Chappie and the desire for emotional machines

10 Jan

Sony Pictures released a vastly improved trailer for the upcoming movie Chappie. The effects look good and the cast is intriguing: Dev Patel, Hugh Jackman, Sigourney Weaver, and both Yolandi and Ninja from Die Antwoord (who seem to be playing versions of themselves).

At one point in the trailer, Dev Patel says, “What interests me is a machine that can think and feel.”  Hmm.

Why is it important to us to create machines that have — or at least, emulate — human emotion?  Is it a God complex or a reproductive urge? Do we think that emotion is a necessary partner to higher-order thinking? Do we fear rationality without emotion? Do we think such machines would be more flexible or simply more relatable? Do we think this is a way to learn more about ourselves? Is there a tipping point past which a sentient and active machine seems like a slave unless it has emotion?
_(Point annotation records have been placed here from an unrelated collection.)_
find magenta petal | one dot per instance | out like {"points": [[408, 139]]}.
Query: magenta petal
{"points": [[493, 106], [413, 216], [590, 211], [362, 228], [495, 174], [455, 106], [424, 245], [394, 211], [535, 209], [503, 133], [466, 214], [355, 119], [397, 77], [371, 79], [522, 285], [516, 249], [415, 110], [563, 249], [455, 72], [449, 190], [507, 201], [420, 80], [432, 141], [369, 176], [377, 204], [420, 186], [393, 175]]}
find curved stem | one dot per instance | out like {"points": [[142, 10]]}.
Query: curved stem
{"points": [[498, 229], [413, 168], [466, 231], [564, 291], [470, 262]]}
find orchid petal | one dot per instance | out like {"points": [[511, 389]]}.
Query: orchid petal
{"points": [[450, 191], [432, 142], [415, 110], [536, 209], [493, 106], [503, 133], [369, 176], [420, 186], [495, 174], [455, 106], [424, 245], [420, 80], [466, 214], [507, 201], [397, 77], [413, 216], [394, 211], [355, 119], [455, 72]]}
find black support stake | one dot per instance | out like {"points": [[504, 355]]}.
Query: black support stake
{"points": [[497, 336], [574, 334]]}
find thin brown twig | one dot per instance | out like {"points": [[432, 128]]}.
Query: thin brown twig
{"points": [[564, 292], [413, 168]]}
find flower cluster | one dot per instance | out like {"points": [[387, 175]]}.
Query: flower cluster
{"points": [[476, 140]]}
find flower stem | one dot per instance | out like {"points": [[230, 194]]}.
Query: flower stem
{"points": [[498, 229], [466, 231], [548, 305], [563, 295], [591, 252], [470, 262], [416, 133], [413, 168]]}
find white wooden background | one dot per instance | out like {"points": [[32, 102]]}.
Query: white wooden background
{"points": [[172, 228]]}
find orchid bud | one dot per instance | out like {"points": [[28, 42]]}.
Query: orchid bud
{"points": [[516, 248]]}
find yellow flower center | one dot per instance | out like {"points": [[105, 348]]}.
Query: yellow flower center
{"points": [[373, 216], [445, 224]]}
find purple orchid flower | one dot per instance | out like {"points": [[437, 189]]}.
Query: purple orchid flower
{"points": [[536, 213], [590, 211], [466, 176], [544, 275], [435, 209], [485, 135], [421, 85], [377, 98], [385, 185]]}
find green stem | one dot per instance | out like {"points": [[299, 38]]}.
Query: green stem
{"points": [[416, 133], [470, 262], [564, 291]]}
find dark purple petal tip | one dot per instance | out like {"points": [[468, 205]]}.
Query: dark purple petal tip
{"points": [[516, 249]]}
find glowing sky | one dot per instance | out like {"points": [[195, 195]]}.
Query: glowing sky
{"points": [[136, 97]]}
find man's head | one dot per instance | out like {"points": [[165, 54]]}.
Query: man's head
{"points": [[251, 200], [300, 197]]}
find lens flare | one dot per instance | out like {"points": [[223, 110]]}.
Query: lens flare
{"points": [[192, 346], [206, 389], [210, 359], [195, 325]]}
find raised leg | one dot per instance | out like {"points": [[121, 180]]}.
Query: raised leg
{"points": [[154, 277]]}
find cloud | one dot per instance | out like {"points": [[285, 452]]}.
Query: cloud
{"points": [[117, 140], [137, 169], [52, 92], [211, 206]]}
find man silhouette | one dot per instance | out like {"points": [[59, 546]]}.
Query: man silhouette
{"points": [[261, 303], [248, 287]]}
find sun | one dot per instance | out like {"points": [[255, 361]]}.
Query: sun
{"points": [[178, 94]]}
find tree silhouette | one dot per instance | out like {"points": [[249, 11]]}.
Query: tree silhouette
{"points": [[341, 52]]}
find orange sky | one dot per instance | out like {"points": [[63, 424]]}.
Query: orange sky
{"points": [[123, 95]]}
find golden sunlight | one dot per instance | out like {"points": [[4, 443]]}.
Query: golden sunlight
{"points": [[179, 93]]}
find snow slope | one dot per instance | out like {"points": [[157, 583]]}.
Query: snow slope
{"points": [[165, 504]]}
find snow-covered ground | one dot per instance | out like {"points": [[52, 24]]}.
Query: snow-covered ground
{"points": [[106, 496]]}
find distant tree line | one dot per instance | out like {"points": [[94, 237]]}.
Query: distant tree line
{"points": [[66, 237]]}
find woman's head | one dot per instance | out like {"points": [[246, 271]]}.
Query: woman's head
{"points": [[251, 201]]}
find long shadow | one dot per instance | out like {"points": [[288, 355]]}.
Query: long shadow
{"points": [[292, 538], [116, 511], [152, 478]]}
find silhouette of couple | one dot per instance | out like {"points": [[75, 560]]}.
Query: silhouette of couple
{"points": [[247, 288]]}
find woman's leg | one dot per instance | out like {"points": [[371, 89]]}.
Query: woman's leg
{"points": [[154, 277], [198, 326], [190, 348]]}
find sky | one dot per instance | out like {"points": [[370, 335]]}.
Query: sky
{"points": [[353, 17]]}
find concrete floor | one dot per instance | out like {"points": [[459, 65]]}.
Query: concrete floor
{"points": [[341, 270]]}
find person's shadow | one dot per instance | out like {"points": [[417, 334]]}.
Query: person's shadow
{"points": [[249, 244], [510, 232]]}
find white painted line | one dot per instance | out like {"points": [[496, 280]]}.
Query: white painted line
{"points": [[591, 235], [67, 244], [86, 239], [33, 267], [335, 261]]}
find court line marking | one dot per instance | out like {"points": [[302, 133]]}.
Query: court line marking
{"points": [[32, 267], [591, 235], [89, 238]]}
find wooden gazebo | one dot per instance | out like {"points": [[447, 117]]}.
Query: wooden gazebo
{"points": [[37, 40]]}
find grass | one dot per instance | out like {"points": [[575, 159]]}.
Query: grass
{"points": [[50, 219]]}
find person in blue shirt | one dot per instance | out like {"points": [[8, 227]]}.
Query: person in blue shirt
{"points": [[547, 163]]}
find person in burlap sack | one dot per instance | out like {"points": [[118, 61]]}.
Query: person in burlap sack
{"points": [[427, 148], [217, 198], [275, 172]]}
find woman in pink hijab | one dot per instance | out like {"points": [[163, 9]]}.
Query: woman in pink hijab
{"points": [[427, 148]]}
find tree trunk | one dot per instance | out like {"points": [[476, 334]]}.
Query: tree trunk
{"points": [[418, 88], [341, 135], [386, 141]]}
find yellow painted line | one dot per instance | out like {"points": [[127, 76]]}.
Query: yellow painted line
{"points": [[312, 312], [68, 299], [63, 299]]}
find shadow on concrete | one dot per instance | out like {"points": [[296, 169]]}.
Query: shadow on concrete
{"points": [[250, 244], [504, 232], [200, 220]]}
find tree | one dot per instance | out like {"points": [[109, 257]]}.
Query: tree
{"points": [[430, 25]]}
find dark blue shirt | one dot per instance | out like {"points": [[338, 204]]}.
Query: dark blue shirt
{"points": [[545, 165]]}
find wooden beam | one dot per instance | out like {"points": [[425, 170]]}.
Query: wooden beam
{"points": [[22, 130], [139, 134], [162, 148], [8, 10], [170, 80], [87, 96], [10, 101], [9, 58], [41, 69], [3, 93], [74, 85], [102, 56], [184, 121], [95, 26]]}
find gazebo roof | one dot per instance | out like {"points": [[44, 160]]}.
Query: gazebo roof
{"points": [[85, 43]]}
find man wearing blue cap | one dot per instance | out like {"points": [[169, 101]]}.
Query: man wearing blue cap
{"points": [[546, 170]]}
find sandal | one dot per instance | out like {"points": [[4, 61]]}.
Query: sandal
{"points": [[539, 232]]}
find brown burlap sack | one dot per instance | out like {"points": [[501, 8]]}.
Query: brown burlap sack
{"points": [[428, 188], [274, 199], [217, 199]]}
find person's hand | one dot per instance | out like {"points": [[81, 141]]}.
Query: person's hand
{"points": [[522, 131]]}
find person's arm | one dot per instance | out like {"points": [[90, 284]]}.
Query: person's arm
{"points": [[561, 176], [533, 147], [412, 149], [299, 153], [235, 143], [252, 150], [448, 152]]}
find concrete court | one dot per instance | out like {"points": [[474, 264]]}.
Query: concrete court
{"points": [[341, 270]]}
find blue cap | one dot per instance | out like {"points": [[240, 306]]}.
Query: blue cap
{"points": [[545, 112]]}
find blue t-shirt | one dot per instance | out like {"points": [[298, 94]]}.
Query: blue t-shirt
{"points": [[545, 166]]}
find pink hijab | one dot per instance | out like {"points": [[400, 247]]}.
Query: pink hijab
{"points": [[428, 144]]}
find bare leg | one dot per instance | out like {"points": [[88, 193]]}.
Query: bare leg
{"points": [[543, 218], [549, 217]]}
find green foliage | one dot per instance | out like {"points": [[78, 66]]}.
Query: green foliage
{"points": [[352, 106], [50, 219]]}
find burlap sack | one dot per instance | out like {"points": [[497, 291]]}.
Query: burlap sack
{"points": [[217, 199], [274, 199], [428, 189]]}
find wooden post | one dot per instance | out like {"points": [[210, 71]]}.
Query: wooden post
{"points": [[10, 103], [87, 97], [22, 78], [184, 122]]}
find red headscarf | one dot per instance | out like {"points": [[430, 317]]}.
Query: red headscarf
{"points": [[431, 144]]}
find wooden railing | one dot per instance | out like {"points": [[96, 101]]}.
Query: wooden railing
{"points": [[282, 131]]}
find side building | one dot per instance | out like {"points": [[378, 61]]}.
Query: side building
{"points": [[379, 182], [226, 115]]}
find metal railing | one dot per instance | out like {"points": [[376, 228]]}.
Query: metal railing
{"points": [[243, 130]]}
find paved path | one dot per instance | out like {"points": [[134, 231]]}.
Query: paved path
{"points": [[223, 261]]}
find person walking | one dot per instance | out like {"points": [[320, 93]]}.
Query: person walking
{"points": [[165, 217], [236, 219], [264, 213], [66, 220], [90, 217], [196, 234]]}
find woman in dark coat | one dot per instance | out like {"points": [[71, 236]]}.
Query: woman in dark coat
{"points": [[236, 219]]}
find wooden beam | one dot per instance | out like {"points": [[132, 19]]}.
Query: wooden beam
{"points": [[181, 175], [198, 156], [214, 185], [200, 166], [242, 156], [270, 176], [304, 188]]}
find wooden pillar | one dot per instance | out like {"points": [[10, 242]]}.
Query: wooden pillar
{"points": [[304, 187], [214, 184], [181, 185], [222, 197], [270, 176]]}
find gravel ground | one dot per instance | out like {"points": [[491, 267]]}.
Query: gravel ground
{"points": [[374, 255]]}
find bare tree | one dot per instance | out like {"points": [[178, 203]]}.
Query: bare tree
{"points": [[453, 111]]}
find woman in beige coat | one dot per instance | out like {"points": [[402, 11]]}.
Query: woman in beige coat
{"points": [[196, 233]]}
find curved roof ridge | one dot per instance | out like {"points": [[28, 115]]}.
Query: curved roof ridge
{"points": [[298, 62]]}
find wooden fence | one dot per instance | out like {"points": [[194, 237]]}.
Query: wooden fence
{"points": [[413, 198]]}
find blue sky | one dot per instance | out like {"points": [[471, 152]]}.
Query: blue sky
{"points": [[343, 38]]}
I enjoy the sentient and emotional machine trope as much as anyone, but I wonder about what it says about us that the good guys want emotional robots and the bad ones want rational and obedient machines. Perhaps its merely a cinematic/literary device standing in for the outsider, the person who sees things differently than the “automatons” around him- or herself, the underdog that we want to succeed and be validated. Has there been a (relatively) popular work in which the protagonist advocated on behalf of machines without emotion and the black hats wanted humanistic ones? I’m curious to explore that.

I don’t have a lot of deep thoughts or research summaries to share on this yet, but it has given me something to ponder.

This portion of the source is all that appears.